Inside the Visitor Center, we locate the old Ferguson Place in the hills of Malabar, where our trail will climb up and up.

At the trail head, a cabin nestles off the path. Forty years after Louis’ death, the movies come back to his farm. Not movie buffs ourselves, we still love the title, Shawshank Redemption. Every cache gives a golden opportunity to redeem ourselves one more time. We found it.

Our cache description hums a lilting refrain, written by Louis 75 years ago in Pleasant Valley. We follow his footprints.
You approach the Ferguson place by a steep, half-ruined road through the forest, a road worn deep, where even the outcropping sandstone is rutted with ancient wheel tracks.

On its damp shaded banks grow ferns and carpet of the loveliest of all spring flowers.

Overhead the trees join their branches so that the whole road is a tunnel laced with wild grapevines where light itself is the color of watery depths.

Tornado tangles still cover the trail. We turn off just in time. Not every day feels like fighting a tree.

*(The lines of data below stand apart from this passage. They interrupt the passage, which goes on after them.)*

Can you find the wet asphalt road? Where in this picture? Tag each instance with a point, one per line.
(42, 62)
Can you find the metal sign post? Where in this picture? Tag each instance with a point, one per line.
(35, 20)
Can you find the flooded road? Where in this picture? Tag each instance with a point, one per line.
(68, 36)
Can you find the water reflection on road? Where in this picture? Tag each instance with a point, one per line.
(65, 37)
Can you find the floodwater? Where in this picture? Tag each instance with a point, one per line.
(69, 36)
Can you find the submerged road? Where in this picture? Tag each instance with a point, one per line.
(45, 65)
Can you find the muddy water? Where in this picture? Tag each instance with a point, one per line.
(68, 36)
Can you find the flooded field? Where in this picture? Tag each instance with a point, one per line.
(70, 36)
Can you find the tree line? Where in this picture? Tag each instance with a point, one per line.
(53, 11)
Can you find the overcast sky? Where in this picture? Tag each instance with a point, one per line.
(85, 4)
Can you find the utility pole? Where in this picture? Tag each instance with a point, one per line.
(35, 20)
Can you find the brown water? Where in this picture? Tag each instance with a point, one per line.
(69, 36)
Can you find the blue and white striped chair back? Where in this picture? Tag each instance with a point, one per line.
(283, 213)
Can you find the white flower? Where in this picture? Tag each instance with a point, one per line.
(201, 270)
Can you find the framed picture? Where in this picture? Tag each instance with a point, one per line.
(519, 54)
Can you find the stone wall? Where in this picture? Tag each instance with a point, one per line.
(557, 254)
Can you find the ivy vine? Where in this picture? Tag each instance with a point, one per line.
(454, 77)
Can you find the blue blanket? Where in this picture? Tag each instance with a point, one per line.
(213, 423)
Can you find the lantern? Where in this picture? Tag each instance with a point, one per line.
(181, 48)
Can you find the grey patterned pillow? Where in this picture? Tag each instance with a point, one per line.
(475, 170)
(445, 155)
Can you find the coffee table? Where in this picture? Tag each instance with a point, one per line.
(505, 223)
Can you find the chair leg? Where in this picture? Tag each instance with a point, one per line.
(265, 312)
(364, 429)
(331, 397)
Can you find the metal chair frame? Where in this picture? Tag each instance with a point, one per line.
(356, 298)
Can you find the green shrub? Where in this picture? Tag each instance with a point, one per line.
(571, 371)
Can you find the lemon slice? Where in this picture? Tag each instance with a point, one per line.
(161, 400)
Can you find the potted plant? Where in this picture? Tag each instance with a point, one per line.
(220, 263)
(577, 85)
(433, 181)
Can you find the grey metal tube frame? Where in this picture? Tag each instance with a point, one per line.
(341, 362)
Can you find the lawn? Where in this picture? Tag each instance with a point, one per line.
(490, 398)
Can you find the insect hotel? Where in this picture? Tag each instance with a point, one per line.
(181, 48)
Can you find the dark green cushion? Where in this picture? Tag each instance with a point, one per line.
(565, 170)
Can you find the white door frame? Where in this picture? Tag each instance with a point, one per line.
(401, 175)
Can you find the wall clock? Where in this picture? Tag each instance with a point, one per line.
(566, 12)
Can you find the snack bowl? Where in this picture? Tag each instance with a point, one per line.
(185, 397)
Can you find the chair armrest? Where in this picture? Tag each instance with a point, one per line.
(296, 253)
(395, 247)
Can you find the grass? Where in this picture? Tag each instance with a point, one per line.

On the other hand, almost any day is good for finding some stair steps and a cache in the middle of a wood.

Inside the cache, the Fergusons appear, with a sided house, glass windows, and the very steps now set before us. From 1819 to 1939, generations of Fergusons lived in the house, as bears, wolves and Wyandots left the land, a road to Newville passed by the house, Newville disappeared, and the house succumbed to fire.

When Louis bought his land, Up Ferguson Way was already a landmark. He wrote a short work of fiction with that title, and readers came from all over the world to see where the story happened. Up Ferguson Way. Now we are here.

Twenty years of cache logging creates its own history. In 2002, a very early logger found it necessary, due to brilliant sunshine, to pull his sweatshirt over his head in order to get enough shade to get his GPS reset. Upon finishing, he found he was the object of a car full of older folks taking in the scenery. In 2003, a cacher apologetically records that they felt it best to take down all the red ribbons tied to trees by a previous finder, leading straight to the cache.

In 2008, the Cache Owner leads a tour of new cachers to find his cache . . . and gets lost. In 2009, all caching parents reverberate with the record: It is funny how little boys love tromping through the woods looking for treasure! In 2011, the guided tour of the farm comes up the hill to the Ferguson site. An entire tour group raises their hand and asks, “Hey, what’s that metal box over there?” Answer given. In 2017, with a cache now almost old enough to drive, the CO returns from somewhere, checks, and all is well.
Louis felt this small spot held a secret air of healing, rest, restoration, and peace, where his rambunctious mind was quieted. He is echoed by Cache Nation.

Wind whispers, moo of cows from far field echoes, flash of whitetail deer leaps through brush, mulch and mustiness and leaf mold mix in a forest cocktail. Green is a distant, September memory. Brown soothes, settles, and satisfies.